While cooperation between India and Europe can only be on an upward trajectory, the question is how far and fast the curve will rise. The present path, defined by the first Modi term, will center around climate change and supporting existing multilateral bodies. India remains skeptical that any EU member state – despite the strategy paper calling for “a multipolar Asia” – has the will or means to constrain China. Washington and Tokyo will remain its primary strategic partners in Asia. Europe will assume India is too protectionist to help support the international trading system.

A negative scenario would hinge on the European response if a more orthodox president of the U.S. is elected next November. Europe’s leaders could return to transatlantic business as usual and roll back their cooperation efforts with lesser powers. Indian and European collaboration would potentially even regress to what it was five years ago, exacerbated by European uneasiness at Prime Minister Modi’s religious nationalism. New Delhi might then revert to its old policy of maintaining relations with a few European countries, ignoring Brussels and cutting Europe out of its strategy.

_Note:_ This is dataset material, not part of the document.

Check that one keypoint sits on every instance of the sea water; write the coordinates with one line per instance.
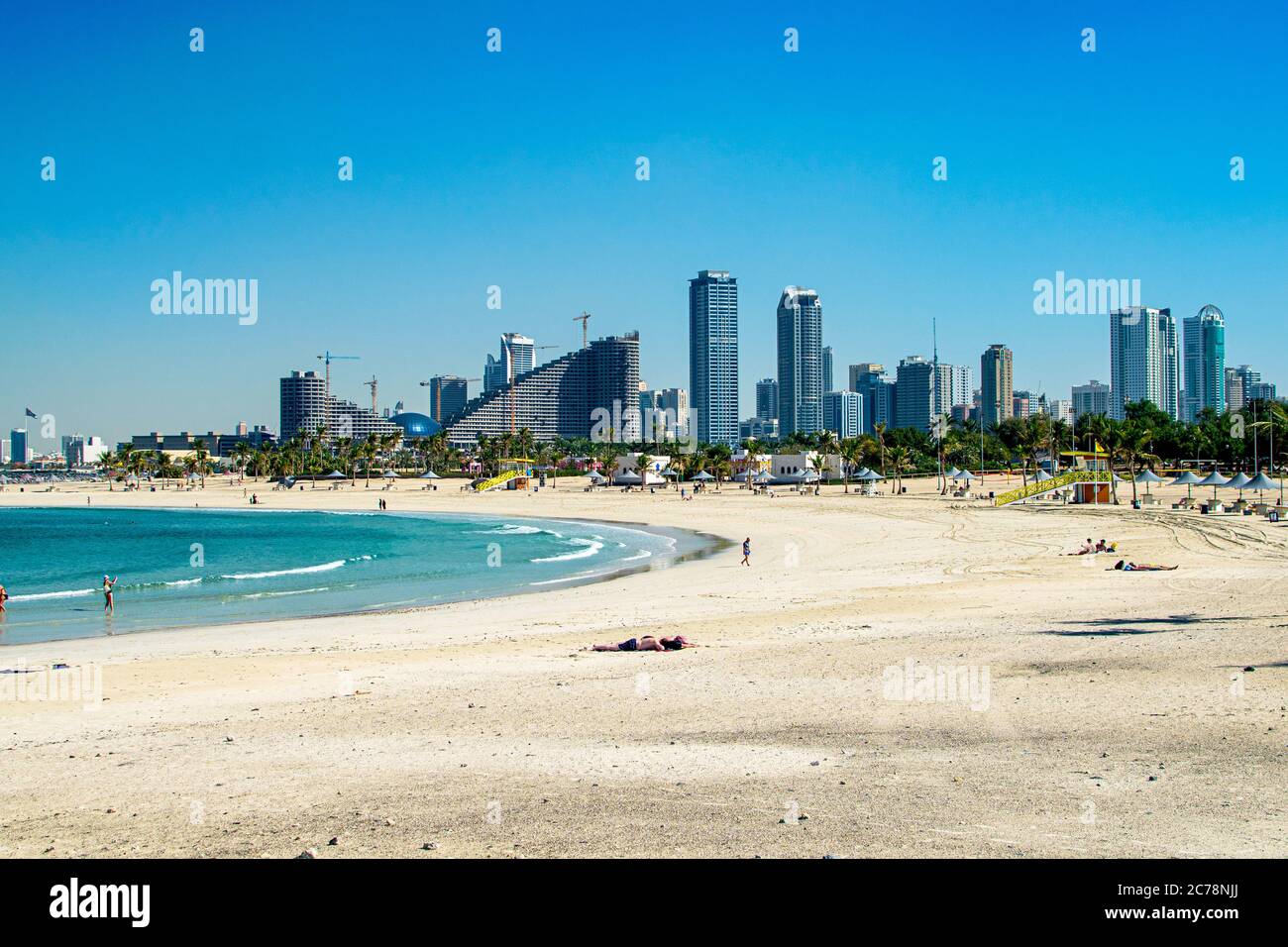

An optimistic scenario will depend on how much the Modi government is prepared to open up to trade. There are indications that New Delhi, recognizing the failure of five years of protectionism, plans to change tack on trade policy. Prime Minister Modi, for example, recently commissioned a report on improving India’s competitiveness and is using this as a template for his next wave of economic reforms. The report remains outside the public domain but is known to take a strong free-trade position

India is also increasingly conscious of the dangers of receding U.S. power in areas beyond hard security, such as energy security and financial markets. New Indian Foreign Minister Subrahmanyam Jaishankar, to the surprise of European diplomats, showed up at the United Nations multilateralism session last month and warned of the “Kindleberger trap” – a theory that international stability’s greatest threat will be the failure of middle powers to offer the global public goods once provided by the U.S. This is evidence that the ground is being laid for a post-Trump world if India, Europe and others can convert intent into action.